Strip or hash sensitive fields before incorporating DynamoDB results into prompts. Avoid passing raw API keys, internal IDs, or PII into system or user messages.

function sanitizeForLlm(item) {
  const { api_key, internal_token, ...safeItem } = item;
  return safeItem;
}

const rawItem = await getUserPublicProfile("user-123");
const safeContext = sanitizeForLlm(rawItem);

// Safe prompt construction
const prompt = `Summarize the profile: ${JSON.stringify(safeContext)}`;

3. Validate and scan LLM outputs

Implement output scanning to detect accidental inclusion of API keys, PII, or executable code. Use regex-based checks aligned with common data patterns and enforce allowlists for expected output formats.

function containsApiKey(text) {
  const apiKeyPattern = /(ai|sk|pk)-[a-zA-Z0-9]{20,}/g;
  return apiKeyPattern.test(text);
}

const llmResponse = await generateWithLlm(prompt);
if (containsApiKey(llmResponse)) {
  throw new Error("LLM output contains potential API key; reject and log.");
}

4. Limit tool-use scope and parameterization

When using LLM functions that rely on DynamoDB-derived parameters, tightly constrain which tools can be called and validate all inputs. Avoid dynamic tool selection based on raw user data.

const allowedTools = ["search_users", "get_profile"];

function validateToolSelection(toolName, userSupplied) {
  if (!allowedTools.includes(toolName)) {
    throw new Error("Unauthorized tool call.");
  }
  // further validation on userSupplied arguments
}

5. Enforce least-privilege IAM and logging hygiene

Ensure the IAM role associated with your AdonisJS service has read-only permissions for tables used in LLM contexts, and avoid logging full DynamoDB responses. Log only sanitized identifiers and request metadata.

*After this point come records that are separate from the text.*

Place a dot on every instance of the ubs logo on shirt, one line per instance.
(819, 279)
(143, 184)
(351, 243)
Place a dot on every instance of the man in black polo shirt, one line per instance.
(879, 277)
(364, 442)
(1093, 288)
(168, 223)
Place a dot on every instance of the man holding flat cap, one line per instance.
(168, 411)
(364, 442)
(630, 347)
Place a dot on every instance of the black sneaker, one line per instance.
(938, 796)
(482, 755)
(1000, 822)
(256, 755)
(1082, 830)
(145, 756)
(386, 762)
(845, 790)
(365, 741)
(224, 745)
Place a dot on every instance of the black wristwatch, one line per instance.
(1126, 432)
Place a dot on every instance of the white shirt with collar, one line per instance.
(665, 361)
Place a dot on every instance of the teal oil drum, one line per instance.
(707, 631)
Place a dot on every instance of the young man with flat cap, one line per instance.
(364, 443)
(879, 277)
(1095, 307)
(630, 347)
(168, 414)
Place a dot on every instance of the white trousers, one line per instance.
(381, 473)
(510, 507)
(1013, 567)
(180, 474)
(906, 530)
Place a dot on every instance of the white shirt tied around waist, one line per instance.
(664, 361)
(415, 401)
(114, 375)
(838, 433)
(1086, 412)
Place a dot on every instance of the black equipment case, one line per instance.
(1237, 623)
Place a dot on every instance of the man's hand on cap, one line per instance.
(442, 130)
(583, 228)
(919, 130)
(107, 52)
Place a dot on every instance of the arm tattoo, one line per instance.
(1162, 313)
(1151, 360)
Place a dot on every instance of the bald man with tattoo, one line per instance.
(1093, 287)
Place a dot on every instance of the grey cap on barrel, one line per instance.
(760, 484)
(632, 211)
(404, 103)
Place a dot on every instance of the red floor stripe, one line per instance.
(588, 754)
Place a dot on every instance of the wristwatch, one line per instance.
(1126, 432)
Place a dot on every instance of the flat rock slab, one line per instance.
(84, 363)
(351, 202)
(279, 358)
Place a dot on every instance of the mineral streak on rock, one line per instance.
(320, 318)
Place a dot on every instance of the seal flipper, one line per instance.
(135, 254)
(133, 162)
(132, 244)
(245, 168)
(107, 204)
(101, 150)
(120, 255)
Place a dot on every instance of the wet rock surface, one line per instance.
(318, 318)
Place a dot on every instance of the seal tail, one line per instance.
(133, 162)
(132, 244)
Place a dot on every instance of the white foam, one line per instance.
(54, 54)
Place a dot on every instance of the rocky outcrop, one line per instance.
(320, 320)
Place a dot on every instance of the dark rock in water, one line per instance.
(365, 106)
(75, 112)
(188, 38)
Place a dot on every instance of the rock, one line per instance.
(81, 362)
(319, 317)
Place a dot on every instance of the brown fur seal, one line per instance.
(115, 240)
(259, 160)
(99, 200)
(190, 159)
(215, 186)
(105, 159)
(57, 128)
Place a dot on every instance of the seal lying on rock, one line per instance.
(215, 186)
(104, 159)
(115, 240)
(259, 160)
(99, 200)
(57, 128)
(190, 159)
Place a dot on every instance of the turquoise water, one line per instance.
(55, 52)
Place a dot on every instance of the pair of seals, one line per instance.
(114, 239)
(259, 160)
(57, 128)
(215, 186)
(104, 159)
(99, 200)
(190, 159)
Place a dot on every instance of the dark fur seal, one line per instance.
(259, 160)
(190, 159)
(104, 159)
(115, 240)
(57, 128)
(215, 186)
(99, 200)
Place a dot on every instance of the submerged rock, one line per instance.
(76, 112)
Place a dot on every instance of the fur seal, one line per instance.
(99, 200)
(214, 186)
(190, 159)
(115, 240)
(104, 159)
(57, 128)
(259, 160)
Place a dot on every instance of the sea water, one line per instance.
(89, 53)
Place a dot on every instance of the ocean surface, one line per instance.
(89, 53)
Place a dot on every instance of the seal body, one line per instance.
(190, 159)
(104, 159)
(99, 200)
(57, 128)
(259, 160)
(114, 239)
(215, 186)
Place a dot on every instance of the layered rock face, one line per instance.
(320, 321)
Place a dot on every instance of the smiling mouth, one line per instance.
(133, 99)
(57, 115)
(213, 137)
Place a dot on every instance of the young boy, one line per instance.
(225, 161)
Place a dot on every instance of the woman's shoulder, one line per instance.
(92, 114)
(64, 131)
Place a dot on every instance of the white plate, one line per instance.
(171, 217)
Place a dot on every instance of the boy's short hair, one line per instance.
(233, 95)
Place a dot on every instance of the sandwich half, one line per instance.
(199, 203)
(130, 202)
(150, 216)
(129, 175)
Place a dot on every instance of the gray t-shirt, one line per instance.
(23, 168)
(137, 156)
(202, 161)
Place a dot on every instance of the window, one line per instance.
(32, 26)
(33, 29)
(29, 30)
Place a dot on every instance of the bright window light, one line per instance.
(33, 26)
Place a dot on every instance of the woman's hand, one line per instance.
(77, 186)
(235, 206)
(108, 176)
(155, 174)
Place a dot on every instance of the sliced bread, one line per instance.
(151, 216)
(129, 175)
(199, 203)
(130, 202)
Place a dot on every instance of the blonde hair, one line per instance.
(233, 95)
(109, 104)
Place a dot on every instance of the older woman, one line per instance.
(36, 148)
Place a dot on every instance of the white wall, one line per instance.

6. Integrate with middleBrick for continuous detection

Use the CLI to scan endpoints that interact with DynamoDB and LLMs: middlebrick scan <url>. The CLI provides JSON output that can be integrated into scripts or the GitHub Action to fail builds if risky patterns are detected. For ongoing assurance, the Pro plan supports continuous monitoring and can enforce security thresholds in CI/CD pipelines.

Related CWEs: llmSecurity

CWE ID	Name	Severity
CWE-754	Improper Check for Unusual or Exceptional Conditions	MEDIUM

Frequently Asked Questions

How can I test if my AdonisJS + DynamoDB endpoint leaks sensitive data to an LLM?

Use the middleBrick CLI to scan the endpoint: middlebrick scan https://your-api.example.com/llm. Review the findings for system prompt leakage, output exposure, and prompt injection risks. Combine this with manual validation by checking whether DynamoDB query results are sanitized before being included in LLM prompts.

Does middleBrick fix data leakage from DynamoDB in AdonisJS?

middleBrick detects and reports potential data leakage vectors, including system prompt leakage and output exposure involving DynamoDB-sourced data. It provides remediation guidance but does not automatically fix or block data transmission. Apply the suggested code fixes and validation controls in your AdonisJS application.